VSEPR theory is used to predict the arrangement of electron pairs around non-hydrogen atoms in molecules, especially simple and symmetric molecules, where these key, central atoms participate in bonding to two or more other atoms; the geometry of these key atoms and their non-bonding electron pairs in turn determine the geometry of the larger whole.

The number of electron pairs in the valence shell of a central atom is determined after drawing the Lewis structure of the molecule, and expanding it to show all bonding groups and lone pairs of electrons.[1]:410–417 In VSEPR theory, a double bond or triple bond are treated as a single bonding group.[1] The sum of the number of atoms bonded to a central atom and the number of lone pairs formed by its nonbonding valence electrons is known as the central atom's steric number.
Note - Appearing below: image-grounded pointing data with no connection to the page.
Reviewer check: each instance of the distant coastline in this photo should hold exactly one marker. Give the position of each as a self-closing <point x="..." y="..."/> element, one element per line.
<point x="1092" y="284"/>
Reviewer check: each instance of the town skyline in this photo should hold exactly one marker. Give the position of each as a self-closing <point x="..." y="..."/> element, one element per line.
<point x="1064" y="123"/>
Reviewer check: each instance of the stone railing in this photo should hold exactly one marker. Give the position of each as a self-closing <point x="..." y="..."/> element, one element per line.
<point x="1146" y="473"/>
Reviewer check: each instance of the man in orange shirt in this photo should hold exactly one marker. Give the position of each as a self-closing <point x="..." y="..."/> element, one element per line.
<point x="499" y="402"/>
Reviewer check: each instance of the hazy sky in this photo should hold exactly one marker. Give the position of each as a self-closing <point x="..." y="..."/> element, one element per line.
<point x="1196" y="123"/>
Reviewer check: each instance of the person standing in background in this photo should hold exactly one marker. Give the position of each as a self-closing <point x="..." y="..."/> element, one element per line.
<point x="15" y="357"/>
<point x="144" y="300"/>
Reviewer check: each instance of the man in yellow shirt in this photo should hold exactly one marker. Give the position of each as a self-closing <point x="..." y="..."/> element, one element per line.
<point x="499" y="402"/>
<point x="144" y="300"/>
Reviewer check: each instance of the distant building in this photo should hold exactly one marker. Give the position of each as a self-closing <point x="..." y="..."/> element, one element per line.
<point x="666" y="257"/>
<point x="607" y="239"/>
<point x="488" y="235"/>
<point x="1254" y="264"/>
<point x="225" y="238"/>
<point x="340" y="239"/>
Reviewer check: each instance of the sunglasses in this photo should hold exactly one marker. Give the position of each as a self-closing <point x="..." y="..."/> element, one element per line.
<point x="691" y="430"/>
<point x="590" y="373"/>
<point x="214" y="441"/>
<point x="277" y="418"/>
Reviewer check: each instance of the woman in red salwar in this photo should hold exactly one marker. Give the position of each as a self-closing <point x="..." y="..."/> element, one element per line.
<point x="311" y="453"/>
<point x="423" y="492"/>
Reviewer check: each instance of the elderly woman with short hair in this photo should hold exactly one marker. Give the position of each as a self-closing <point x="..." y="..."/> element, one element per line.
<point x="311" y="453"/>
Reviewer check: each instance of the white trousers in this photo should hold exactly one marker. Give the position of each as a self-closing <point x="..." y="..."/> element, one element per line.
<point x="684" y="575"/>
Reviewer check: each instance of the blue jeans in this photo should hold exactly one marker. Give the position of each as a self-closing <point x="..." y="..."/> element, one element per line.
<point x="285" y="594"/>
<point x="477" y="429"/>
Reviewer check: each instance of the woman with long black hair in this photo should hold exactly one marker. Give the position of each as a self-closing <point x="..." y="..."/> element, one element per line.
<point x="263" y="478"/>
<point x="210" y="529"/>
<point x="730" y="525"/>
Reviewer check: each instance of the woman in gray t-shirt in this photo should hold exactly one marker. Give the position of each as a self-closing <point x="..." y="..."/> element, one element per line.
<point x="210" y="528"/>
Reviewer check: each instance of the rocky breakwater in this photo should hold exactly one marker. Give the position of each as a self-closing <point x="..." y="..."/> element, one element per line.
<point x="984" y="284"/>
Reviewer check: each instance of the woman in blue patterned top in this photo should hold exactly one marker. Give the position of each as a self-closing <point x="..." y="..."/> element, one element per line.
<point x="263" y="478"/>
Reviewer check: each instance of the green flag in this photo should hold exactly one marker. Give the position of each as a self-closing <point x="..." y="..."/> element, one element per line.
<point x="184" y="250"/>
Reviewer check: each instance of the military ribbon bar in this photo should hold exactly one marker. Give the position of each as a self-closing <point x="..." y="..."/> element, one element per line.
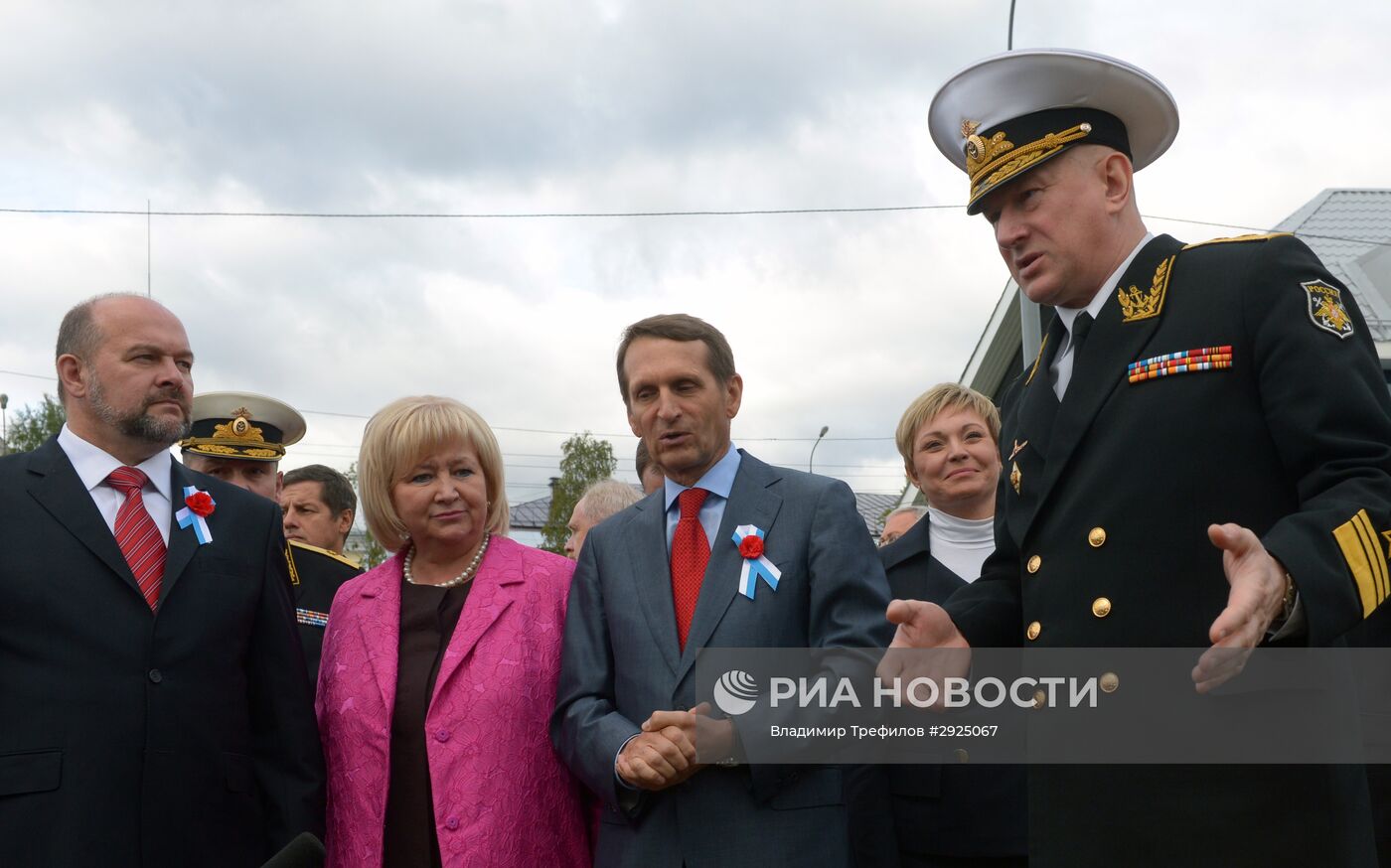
<point x="188" y="517"/>
<point x="1189" y="361"/>
<point x="750" y="541"/>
The electron pairs (or groups if multiple bonds are present) are assumed to lie on the surface of a sphere centered on the central atom and tend to occupy positions that minimize their mutual repulsions by maximizing the distance between them.[1]:410–417[11] The number of electron pairs (or groups), therefore, determines the overall geometry that they will adopt. For example, when there are two electron pairs surrounding the central atom, their mutual repulsion is minimal when they lie at opposite poles of the sphere. Therefore, the central atom is predicted to adopt a linear geometry. If there are 3 electron pairs surrounding the central atom, their repulsion is minimized by placing them at the vertices of an equilateral triangle centered on the atom. Therefore, the predicted geometry is trigonal. Likewise, for 4 electron pairs, the optimal arrangement is tetrahedral.